この薬研籐四郎は、応仁の乱を起こす一因となった畠山政長が、攻められて河内正覚寺城で自害する際に手にしていたという短刀。その際になかなか腹に刺さらず、投げ捨てたら薬研に突き刺さったとも、最初の刀ではなかなか腹に刺さらなかったため、薬研をも貫いたというこの刀で腹を切ったとも言われる、曰く因縁付きの刀であります。その後、織田信長、明智左馬助、豊臣秀頼の元に――すなわち、いずれも攻められて敗死した武将の手に――渡ったという短刀が、今回の物語の中心となります。

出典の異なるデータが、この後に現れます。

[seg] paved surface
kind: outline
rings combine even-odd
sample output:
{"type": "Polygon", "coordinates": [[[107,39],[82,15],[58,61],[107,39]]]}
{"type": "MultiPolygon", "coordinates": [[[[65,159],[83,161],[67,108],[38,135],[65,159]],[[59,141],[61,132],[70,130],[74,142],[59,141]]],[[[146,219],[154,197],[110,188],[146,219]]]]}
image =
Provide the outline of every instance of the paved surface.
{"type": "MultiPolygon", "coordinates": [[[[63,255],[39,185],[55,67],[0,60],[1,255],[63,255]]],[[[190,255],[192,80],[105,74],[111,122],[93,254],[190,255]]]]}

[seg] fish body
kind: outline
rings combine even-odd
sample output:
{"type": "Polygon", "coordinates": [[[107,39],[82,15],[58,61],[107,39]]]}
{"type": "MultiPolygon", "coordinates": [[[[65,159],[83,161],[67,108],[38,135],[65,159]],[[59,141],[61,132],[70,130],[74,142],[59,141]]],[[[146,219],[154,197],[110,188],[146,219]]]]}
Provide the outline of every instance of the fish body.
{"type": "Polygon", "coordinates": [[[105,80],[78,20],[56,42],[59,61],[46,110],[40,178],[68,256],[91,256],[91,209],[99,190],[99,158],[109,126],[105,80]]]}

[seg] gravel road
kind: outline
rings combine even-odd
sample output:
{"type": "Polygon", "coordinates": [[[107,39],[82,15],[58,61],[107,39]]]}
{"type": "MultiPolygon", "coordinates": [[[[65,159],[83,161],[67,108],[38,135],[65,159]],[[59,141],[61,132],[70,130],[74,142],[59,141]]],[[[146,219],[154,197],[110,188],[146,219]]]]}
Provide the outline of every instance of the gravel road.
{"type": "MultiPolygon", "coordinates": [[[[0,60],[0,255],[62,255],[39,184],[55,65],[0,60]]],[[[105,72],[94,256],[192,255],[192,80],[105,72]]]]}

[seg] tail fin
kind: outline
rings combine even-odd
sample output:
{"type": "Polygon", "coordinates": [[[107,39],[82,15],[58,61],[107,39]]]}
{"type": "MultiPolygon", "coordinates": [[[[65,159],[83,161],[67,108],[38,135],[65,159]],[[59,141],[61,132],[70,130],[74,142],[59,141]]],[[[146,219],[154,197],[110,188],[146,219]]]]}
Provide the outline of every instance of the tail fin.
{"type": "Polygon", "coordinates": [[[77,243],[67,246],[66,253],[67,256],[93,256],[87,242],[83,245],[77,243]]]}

道場の腕は最強ながらも、真剣を持つと震えてしまい、町の破落戸からも舐められている井川。彼が、嫁入りを間近に控えた妹と町を歩いていた際、偶然に凶賊と出くわし、何も出来ぬまま己の眼前で妹は斬り殺されるという悲劇に出会い、復讐のために手にしたのが、刀屋にあったこの刀(短刀ではないですが…)。その魔性に突き動かされるように、仇を次々と斬る彼ですが、しかしその暴走は止まらず…というのが今回のあらすじです。
が、それだけで今回は終わらない。実はこの魔剣が刀屋に並んでいたのは、かつてこの刀を使っていた善鬼が、レギュラーである信太郎の父を斬った際に切っ先を折られ、腹立ち紛れに堀に投げ込んだものが、拾われたという因縁が語られます。
そして信太郎は、遂に判明した父の仇である善鬼に対し、盗み出した薬研籐四郎で立ち向かうのですが…というところで次回に続く。
正直なところ、原典では何もせぬまま周囲が自滅していった感がある薬研籐四郎が、今回のドラマでは、持つ者を狂わせる魔剣という、いかにもな剣として描かれていたのはちょっと残念(もっとも、それは一種の錯覚であると善鬼は語るのですが)ですし、善鬼の登場であっさり退場する羽目となった井川同心はお気の毒という印象。
しかし、実は善鬼が薬研籐四郎を所持しており、そしてこの物語の冒頭から、信太郎が父の仇の残したものとして手にしていた切っ先がこの刀のものだった(善鬼のトレードマークである頬の傷も、この時に折れた切っ先でつけられたもの)というのは、なかなかに面白い趣向だったかと思います。
追う者、追われる者の因縁が絡み合い、頂点に達したところでいよいよ最終回。最後の決闘に期待します。